It’s On My Mind

I’m obsessed with human waste. Not in the creepy I-keep-mason-jars-of-it-under-my-pillow sort of way, but in the it’s-constantly-at-the-forefront-of-my-mind fashion. I’d blame my daughter but honestly she doesn’t really seem all that concerned about it. Sure, when she’s been sitting in her own foul for half an hour she’ll express some dismay over her environment, but it’s not like she’s really interested in what it is, she only cares what it represents. I, on the other hand, care deeply about it for reasons I don’t fully understand.

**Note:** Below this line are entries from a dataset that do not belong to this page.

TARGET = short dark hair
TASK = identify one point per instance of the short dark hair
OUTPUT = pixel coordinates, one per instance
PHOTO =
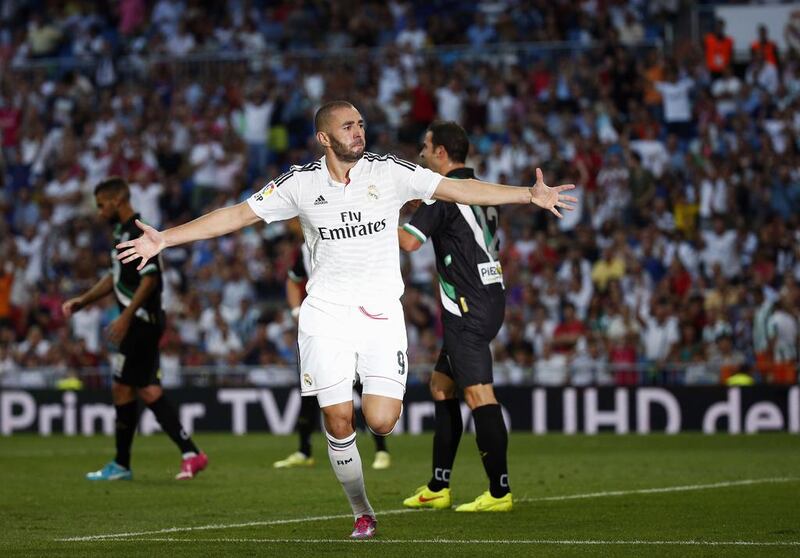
(452, 137)
(115, 185)
(324, 113)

Actually, that isn’t true. I do in fact understand my preoccupation with “poops” and “peepee.” It’s like when there’s that really annoying pop song that seems to be on everywhere you go, relentlessly pounding its syrupy beat and trite lyrics into your skull for days on end and finally your only defense is to give in, turn up the radio to sing along, download the track from iTunes and buy a T-shirt with the chorus hook printed on it to wear ironically and prove to everyone how cool you are for being so uncool. What I’m saying is I don’t want to spend so much time thinking and talking about doo-doo but I don’t have a choice because it keeps coming up so I can either gnash my teeth in impotent angst over it or pretend it’s some kind of scientific pursuit.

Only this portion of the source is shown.